Three flights, a taxi, a boat, a lift from a friendly food purveyor and two days later, we arrive at our first destination off the coast of Croatia. Our room at the Hotel Šipan, a converted olive oil factory, overlooks a lovely port. We sample the local beer, swim in the crystal clear waters and enjoy tranquil sunsets.
At the heart of the bustling city of Split, lies the former palace of Roman Emperor Diocletian built in the 3rd-4th centuries AD. Now a world UNESCO site, the palace remnants and surrounding ancient walls of the old city starkly contrast with the hectic manifestations of modern day life.
Sibenik’s star attraction is the Gothic Renaissance St. James Cathedral built entirely of stone. Carved heads of townspeople who allegedly didn’t contribute to funding cathedral construction adorn its sides. The twisty medieval old town, stunning hilltop fortress and nearby cemetery are also worth visiting.
Krka National Park
A pleasant pathway meanders through Krka National Park leading to spectacular waterfalls formed by naturally occurring travertine walls. The park teems with an amazing variety of flora and fauna.
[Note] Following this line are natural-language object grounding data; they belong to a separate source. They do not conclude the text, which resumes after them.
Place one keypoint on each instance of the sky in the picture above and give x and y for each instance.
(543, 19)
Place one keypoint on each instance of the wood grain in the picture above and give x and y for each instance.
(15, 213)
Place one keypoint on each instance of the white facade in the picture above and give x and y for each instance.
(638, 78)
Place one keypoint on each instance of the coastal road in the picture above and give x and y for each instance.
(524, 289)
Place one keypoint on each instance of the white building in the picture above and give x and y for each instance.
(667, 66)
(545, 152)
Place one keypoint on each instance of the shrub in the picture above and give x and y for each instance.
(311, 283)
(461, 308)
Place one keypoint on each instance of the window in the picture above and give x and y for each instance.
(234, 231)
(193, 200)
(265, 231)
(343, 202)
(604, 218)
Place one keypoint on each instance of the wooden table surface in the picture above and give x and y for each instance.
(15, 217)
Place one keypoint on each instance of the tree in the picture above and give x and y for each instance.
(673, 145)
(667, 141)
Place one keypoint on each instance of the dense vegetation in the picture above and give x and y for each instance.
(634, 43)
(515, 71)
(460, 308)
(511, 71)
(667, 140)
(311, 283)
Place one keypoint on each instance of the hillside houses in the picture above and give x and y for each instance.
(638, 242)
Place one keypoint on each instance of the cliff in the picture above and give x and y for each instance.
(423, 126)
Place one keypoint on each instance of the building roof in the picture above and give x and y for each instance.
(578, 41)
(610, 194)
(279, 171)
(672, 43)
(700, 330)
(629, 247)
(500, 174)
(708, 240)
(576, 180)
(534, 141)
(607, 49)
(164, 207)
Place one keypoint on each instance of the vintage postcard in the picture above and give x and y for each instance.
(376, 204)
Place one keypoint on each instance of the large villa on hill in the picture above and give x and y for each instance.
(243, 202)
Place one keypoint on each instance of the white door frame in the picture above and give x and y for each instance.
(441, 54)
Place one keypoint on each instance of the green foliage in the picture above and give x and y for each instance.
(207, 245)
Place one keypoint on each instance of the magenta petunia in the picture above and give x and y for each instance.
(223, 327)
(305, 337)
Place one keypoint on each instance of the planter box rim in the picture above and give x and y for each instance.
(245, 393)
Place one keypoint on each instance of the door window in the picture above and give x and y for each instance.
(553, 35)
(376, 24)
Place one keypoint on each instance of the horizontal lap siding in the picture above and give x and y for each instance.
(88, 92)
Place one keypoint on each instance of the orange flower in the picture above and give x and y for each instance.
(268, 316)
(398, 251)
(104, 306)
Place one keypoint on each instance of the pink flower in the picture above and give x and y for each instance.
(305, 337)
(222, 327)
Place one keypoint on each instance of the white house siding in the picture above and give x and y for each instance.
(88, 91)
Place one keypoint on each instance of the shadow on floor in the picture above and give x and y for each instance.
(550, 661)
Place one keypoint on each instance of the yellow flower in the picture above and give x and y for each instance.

Closed off to tourism until 1989, the sparsely populated island is just off the beaten path. Its charming harbor villages, secluded alcoves and lush vineyards are best navigated by scooter.
The darling of Adriatic resorts, there is a magical relaxing quality about Hvar that is quintessentially Mediterranean. We splurged and stayed at the modern chic Riva Hotel. The view from our window resembled a movie set as we watched enormous luxury yachts come and go.
Dubrovnik is hands down one of the world’s best preserved and most beautiful medieval cities. Walking the city walls, perusing the Stradun and strolling past antiquated churches, fountains and stone facades is a legendary experience. Don’t miss sunset drinks at Buza Bar just through an opening in city walls clinging to the rock face above crashing waves, ice cream at Dolce Vita and tasting local wines at the friendly, cozy D'vino Wine Bar.